Optical trapping and polarization-controlled scattering of dielectric spherical nanoparticles by femtosecond laser pulses

https://doi.org/10.1016/j.jphotochem.2011.11.015Get rights and content

Abstract

We present optical trapping behavior of 50-nm-sized polystyrene beads, suspended in water medium, by femtosecond pulsed laser beam. In addition to a higher number of nanoparticles trapped at the focal spot by the ultrashort laser pulses compared with that by continuous-wave laser, the nanoparticles are scattered out of the focal spot by the laser pulses to the surrounding area. The scattered particles form a partially opened folding fan-shaped bright locus in two opposite directions, in an alternating manner, perpendicular to the laser polarization. To understand those phenomena, we analyzed radiation (gradient and scattering) force of femtosecond laser pulses and their temporal force exerted on the dielectric spherical nanoparticles by taking into account the impulsive peak power and the axial component of electric light field produced by high numerical aperture of objective lens. We show that the axial electric field is responsible for lateral components of the scattering and temporal forces, and hence, controls the scattering directions of the Rayleigh particles. These findings provide important information about the dynamic optical trapping of the Rayleigh particles by highly focused ultrashort laser pulses.

Highlights

► Optical trapping behavior of 50-nm-sized polystyrene beads by fs laser beam. ► Trapped nanoparticles in a single trapping site are observed as a bright spot. ► Scattered nanoparticles from the trapping site are observed as a bright locus. ► We evaluated our findings based on radiation and temporal forces of laser pulses. ► Axial electric field induces lateral components of scattering and temporal forces.

Introduction

One of the successful applications of mode-locked lasers is the ultrafast time-resolved spectroscopies, which provide the absorption, vibrational, or emission spectra of atoms or molecules on extremely short time scales after their excitation with ultrashort laser pulses. The research group of Prof. M. Martin is one of pioneers who have utilized transient absorption spectroscopy to decipher the dynamics and mechanisms of fundamental photo-induced processes [1]. Their reports on the insights of driving forces and primary occurring events in the photo-induced dynamics of various chromophores, photoactive proteins, or biomimetics are important advances in our understanding of the photo-processes, particularly the functionality of the biomaterials in relation with their electronic structures [2], [3], [4], [5], [6], [7].

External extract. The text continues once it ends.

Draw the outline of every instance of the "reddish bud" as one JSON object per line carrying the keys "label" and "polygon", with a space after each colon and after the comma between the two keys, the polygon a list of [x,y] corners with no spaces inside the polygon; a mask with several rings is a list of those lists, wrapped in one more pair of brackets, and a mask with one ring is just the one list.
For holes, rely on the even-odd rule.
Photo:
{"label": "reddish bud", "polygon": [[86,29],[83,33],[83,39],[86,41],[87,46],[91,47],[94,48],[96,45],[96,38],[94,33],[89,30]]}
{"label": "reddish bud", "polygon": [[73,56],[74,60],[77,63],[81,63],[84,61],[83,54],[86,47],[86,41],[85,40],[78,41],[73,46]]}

Another important laser application is optical trapping (also called optical tweezers), exploiting the optical gradient force, which can confine micrometer to submicrometer-sized objects in the focal spot [8], [9]. In this phenomenon, a high numerical aperture lens is necessarily required to focus tightly the continuous-wave (cw) laser beams into a diffraction-limited spot size [10], [11]. With its potential ability of non-destructive tool to immobilize, reorient, and transfer the micro-to-submicrometer sized dielectric or metallic particles, this technique has been widely applied in various fields of sciences with target materials ranging from small particles [12], polymers [13], [14], clusters of amino acids [15], [16], [17], [18], [19], to biological substances [20], and has become indispensable in single-molecule measurements [21], [22].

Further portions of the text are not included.